Thus, private respondent filed with the CIAC a Motion Ex-Parte to Promulgate Decision, arguing that the 60-day period of effectivity of the TRO had already lapsed.

Acting on the Motion, the CIAC issued a Notice of Award dated June 8, 2000 attaching thereto a copy of the Decision promulgated on May 16, 2000.7

It is against the foregoing factual backdrop that the CA issued the assailed decision dated November 29, 2000, denying and accordingly dismissing the petition dated April 4, 2000.8

In said decision, the CA reasoned that considering the petition prayed that the CIAC be prohibited from further acting on the case and that the CIAC had rendered a Decision thereon, the petition had become moot and academic, there being nothing more to prohibit or enjoin.

The CA further ruled that the CIAC cannot be held in contempt inasmuch as when the Decision of the CIAC was issued on June 8, 2000, the TRO had already lapsed.9

From such Decision, Heritage filed a Motion for Reconsideration dated December 22, 2000. The CA denied the Motion for Reconsideration in the assailed Resolution dated May 7, 2001.

Thus, before the Court is this petition.

The Issues

I. The issue of jurisdiction raised by petitioner in the Court of Appeals was not rendered moot and academic by the promulgation of an invalid and illegal decision.

A. The Court of Appeals should have resolved the fundamental issue of jurisdiction despite the promulgation by the CIAC of its questionable decision.

b.
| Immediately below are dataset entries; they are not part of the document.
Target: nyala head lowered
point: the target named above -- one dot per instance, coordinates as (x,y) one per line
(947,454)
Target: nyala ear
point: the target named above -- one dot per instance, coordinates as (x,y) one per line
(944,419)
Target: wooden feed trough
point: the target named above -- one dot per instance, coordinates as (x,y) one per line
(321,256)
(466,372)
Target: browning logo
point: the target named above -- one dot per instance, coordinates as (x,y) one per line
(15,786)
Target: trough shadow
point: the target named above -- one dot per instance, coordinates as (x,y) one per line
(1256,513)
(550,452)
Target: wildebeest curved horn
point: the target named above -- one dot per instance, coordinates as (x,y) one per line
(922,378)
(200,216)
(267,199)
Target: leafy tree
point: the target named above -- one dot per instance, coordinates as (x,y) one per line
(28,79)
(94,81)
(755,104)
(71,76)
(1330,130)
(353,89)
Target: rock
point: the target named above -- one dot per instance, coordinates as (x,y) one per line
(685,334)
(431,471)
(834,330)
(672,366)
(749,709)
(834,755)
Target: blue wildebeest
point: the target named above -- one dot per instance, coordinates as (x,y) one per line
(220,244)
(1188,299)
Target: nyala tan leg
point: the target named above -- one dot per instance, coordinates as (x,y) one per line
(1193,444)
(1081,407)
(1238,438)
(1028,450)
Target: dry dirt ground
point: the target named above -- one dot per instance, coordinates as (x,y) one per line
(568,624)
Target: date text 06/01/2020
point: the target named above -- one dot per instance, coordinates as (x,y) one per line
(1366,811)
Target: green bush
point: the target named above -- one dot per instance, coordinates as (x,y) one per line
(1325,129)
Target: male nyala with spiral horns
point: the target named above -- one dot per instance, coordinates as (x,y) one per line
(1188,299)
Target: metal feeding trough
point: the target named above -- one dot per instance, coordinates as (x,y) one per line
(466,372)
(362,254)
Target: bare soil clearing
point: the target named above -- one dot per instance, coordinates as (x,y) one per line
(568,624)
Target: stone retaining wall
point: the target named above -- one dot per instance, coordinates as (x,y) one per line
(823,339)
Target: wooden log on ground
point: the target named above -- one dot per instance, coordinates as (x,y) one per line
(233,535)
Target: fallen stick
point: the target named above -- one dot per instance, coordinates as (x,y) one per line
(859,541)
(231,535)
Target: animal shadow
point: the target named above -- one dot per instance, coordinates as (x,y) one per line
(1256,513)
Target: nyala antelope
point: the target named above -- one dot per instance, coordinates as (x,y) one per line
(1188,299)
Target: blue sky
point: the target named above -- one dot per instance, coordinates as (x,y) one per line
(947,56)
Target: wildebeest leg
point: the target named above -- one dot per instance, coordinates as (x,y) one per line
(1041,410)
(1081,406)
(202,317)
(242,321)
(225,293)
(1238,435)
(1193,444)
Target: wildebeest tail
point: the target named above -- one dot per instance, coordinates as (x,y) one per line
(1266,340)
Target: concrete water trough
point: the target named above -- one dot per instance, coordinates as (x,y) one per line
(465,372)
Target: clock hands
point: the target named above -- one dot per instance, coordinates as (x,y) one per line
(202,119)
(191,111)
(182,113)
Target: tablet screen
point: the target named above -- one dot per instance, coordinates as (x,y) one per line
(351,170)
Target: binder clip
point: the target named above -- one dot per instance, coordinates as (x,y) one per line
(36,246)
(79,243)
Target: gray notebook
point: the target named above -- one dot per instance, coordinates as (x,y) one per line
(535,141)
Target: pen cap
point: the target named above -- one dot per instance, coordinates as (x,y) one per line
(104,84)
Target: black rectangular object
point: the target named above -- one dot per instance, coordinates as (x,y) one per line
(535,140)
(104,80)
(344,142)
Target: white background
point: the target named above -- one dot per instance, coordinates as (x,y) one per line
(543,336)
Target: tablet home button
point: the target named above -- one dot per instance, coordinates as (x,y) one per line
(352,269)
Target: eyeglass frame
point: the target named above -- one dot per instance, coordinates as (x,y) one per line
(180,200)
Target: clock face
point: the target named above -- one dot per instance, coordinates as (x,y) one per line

A decision that was rendered in violation of an injunctive order is null and void and cannot have any legal effect.

c. Even assuming that respondent CIAC allegedly concluded the proceedings by the rendition of the assailed decision, the petition for prohibition should have been considered as a petition for certiorari as said petition raises issues directly assailing the jurisdiction of respondent CIAC.

II. The proceedings before respondent CIAC having been conducted and resolved without impleading an indispensible party, the decision rendered in said proceeding is null and void and of no legal effect.

III. Respondent CIAC did not have jurisdiction over the actual subject matter of the claim of respondent EDC.

IV. Respondent CIAC cannot assume jurisdiction over a dispute without the agreement or consent of the petitioner to submit the dispute for arbitration before respondent CIAC.

V. The act of respondent EDC in filing a case that involves a construction dispute with the regional trial court constitutes a waiver of its right to file an arbitration complaint with respondent CIAC.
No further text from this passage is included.